Set in the months just before the earthquake hit in April 1906, San Francisco stars Clark Gable as Blackie Norton, a lovable scoundrel who runs a Barbary Coast nightclub. His best friend is Tim Mullen (Spencer Tracy), a priest who loves his pal but hates his sinful behavior. Stepping into Blackie’s life is Mary Blake (Jeanette MacDonald), a singer who’s hired to perform at his club even though her talents are more suited for the local opera house. MacDonald is the weak link in this otherwise bustling film — although incredibly popular at the time, she lacks the genuine star power of her peers, and Gable has more chemistry with Tracy than he does with his leading lady. The final portion of the film, when the earthquake comes a-callin’, is truly astonishing, boasting excellent visual effects and expert rat-a-tat editing. Nominated for six Oscars, including Best Actor (Tracy, in what’s blatantly a supporting role) and the aforementioned Best Picture, it won for Best Sound.

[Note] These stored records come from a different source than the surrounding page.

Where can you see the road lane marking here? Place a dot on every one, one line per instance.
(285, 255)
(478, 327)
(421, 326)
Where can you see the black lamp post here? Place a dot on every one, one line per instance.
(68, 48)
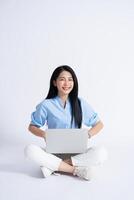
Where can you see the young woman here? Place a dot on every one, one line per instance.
(62, 108)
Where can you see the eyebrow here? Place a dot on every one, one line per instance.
(65, 77)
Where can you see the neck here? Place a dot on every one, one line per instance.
(63, 98)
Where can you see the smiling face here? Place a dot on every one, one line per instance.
(64, 83)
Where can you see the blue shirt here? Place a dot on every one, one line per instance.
(52, 113)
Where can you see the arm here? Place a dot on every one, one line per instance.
(36, 131)
(95, 129)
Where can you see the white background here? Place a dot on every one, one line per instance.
(95, 38)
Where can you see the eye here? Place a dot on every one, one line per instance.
(70, 79)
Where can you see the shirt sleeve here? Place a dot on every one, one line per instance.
(39, 116)
(89, 116)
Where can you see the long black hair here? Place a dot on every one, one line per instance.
(73, 95)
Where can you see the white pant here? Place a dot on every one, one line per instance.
(92, 157)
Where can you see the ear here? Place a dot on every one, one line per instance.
(54, 83)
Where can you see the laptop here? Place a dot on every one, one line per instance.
(66, 141)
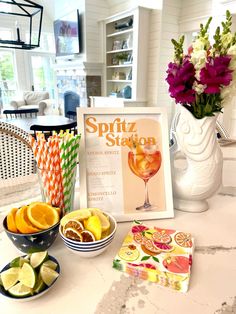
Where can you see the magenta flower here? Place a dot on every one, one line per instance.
(216, 74)
(180, 79)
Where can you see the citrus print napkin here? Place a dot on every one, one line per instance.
(159, 255)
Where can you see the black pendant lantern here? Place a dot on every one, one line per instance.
(20, 24)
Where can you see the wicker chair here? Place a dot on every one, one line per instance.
(21, 113)
(16, 156)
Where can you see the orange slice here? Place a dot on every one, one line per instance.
(42, 215)
(161, 237)
(183, 239)
(73, 234)
(11, 224)
(87, 236)
(72, 223)
(22, 221)
(93, 224)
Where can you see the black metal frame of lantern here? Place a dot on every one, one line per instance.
(29, 11)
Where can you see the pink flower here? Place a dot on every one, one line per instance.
(180, 79)
(216, 74)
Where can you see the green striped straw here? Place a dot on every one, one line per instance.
(69, 146)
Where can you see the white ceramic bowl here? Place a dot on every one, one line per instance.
(90, 249)
(31, 297)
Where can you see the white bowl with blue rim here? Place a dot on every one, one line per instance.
(90, 249)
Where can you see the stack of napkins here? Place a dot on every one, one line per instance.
(159, 255)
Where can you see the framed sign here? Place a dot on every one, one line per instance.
(125, 163)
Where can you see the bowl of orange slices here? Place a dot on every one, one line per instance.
(87, 232)
(32, 228)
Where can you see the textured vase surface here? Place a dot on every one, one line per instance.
(201, 175)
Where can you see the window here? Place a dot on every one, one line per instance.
(8, 84)
(42, 72)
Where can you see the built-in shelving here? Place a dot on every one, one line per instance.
(125, 53)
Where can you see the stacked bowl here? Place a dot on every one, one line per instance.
(93, 248)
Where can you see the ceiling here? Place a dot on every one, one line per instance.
(49, 6)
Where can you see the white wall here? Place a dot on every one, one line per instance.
(169, 29)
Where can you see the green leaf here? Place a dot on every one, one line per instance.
(145, 258)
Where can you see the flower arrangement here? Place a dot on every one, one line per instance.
(202, 79)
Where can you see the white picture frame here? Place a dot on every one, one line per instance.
(106, 158)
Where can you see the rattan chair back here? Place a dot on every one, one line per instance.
(21, 113)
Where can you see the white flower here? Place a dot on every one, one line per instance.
(201, 43)
(198, 58)
(199, 88)
(232, 51)
(226, 40)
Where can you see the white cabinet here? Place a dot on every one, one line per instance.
(125, 48)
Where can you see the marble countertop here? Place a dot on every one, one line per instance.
(93, 286)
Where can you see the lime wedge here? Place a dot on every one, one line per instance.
(37, 258)
(40, 285)
(48, 275)
(20, 290)
(18, 261)
(49, 263)
(93, 224)
(79, 214)
(10, 277)
(27, 275)
(103, 218)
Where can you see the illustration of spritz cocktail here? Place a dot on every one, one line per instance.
(145, 161)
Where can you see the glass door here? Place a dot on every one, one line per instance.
(43, 74)
(8, 81)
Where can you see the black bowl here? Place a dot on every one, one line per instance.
(31, 297)
(32, 242)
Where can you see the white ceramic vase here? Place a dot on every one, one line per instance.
(201, 175)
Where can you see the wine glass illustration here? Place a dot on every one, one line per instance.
(145, 161)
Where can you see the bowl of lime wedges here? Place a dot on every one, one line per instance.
(28, 277)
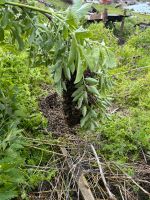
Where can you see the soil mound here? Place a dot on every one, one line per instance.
(53, 109)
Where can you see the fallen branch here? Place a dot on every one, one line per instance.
(111, 195)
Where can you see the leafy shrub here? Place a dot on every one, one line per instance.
(20, 86)
(100, 33)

A Tale of Two Cities is probably the best of the many screen adaptations of the Charles Dickens perennial, largely remaining faithful to the story that whiplashes between Paris and London during the time of the French Revolution. Ronald Colman plays Sydney Carton, the drunken and disillusioned lawyer who finds inspiration and possibly salvation in the kind-hearted Lucie Manette (Elizabeth Allan) … only to watch miserably as she marries the noble French aristocrat Charles Darnay (Donald Woods). The sequence depicting the storming of the Bastille matches San Francisco’s earthquake for sheer screen spectacle, although it’s the richly textured screenplay and the slate of stellar performances that drive this film (particularly noteworthy are Blanche Yurka as the snarling Madame Defarge, Edna May Oliver as the protective Miss Pross, and Claude Gillingwater as the trusty banker Jarvis Lorry). In addition to its Best Picture citation, A Tale of Two Cities nabbed an Oscar nomination for Best Film Editing. (Incidentally, both San Francisco and A Tale of Two Cities lost the Best Picture statue to The Great Ziegfeld, which remains one of the weakest films to ever take the top prize.)

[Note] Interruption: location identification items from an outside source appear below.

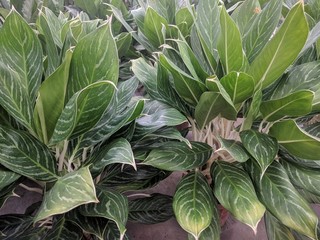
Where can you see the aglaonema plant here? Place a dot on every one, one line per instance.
(71, 123)
(247, 80)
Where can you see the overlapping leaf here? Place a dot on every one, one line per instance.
(261, 147)
(177, 156)
(118, 151)
(293, 139)
(22, 153)
(70, 191)
(150, 210)
(193, 204)
(112, 205)
(294, 105)
(77, 117)
(290, 208)
(235, 191)
(281, 50)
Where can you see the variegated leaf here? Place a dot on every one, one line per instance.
(281, 199)
(20, 68)
(193, 203)
(276, 230)
(112, 205)
(281, 50)
(230, 45)
(70, 191)
(118, 151)
(177, 156)
(7, 177)
(295, 140)
(262, 28)
(294, 105)
(153, 209)
(63, 230)
(95, 58)
(234, 148)
(83, 111)
(235, 191)
(261, 147)
(303, 177)
(23, 154)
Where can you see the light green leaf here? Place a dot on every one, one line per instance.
(235, 191)
(193, 203)
(208, 27)
(153, 24)
(50, 102)
(70, 191)
(63, 229)
(212, 104)
(112, 205)
(20, 68)
(294, 105)
(230, 45)
(23, 154)
(261, 147)
(153, 209)
(290, 208)
(262, 28)
(276, 230)
(303, 177)
(245, 14)
(238, 85)
(177, 156)
(187, 87)
(282, 49)
(118, 151)
(301, 77)
(295, 140)
(83, 111)
(7, 177)
(234, 148)
(95, 58)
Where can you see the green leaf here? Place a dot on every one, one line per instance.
(303, 177)
(63, 229)
(235, 191)
(23, 154)
(290, 208)
(262, 28)
(193, 203)
(153, 209)
(234, 148)
(70, 191)
(95, 58)
(208, 27)
(7, 177)
(238, 85)
(153, 24)
(187, 87)
(282, 49)
(50, 102)
(20, 68)
(177, 156)
(301, 77)
(294, 105)
(261, 147)
(276, 230)
(83, 111)
(230, 45)
(212, 104)
(112, 205)
(118, 151)
(295, 140)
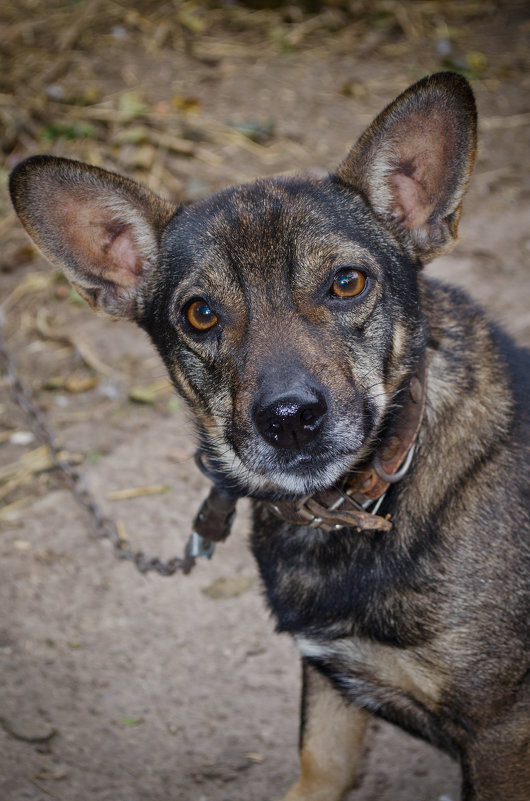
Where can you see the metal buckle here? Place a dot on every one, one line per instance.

Blu-ray extras on San Francisco include an alternate ending sequence and the 1996 TNT production Clark Gable: Tall, Dark & Handsome. Blu-ray extras on A Tale of Two Cities include the 1942 radio adaptation with Colman and the 1935 Oscar-nominated live-action short Audioscopiks, a lively look at 3-D.
San Francisco: ★★★
A Tale of Two Cities: ★★★½
THE SUSPECT (1945). This unsung treat is one of those films where — Heaven help us — our sympathies rest entirely with a murderer. Although prone to occasionally hamming it up, Charles Laughton nicely underplays in this picture, cast as a kindly Londoner who’s saddled with a loathsome wife. Cora Marshall (Rosalind Ivan) not only constantly berates her husband Philip but also causes their grown son John (Dean Harens) to vacate the house in disgust. The lonely Philip finds solace in his new friendship with the young Mary Gray (Ella Raines), but they remain platonic since Philip wants to do right by both women. But once Cora threatens to expose and humiliate both Philip and the innocent Mary, the henpecked hubby resorts to murder. Everyone believes it was an accident except for a dogged Scotland Yard inspector (Stanley Ridges) and an odious neighbor (Henry Daniell) who, when he’s not busy beating his gentle wife (Molly Lamont), hatches a scheme to blackmail Philip. The Production Code of the period dictated that no killer should go unpunished at picture’s end, meaning that the sympathetic Philip surely won’t get away with it — the suspense is in seeing how this fundamentally decent man will end up getting caught (in terms of audience empathy, it’s to Philip’s further advantage that the Scotland Yard detective chasing him is an officious tool). Apropos of nothing, I suppose, but it’s odd that the largely unknown actor Keith Hitchcock (cast in a tiny part) is uncredited in the actual movie but receives generous billing on the poster alongside the six main players! (Surely this must be a first, and last, in film history?)
Blu-ray extras consist of film historian audio commentary and trailers for other thrillers on the Kino Lorber label.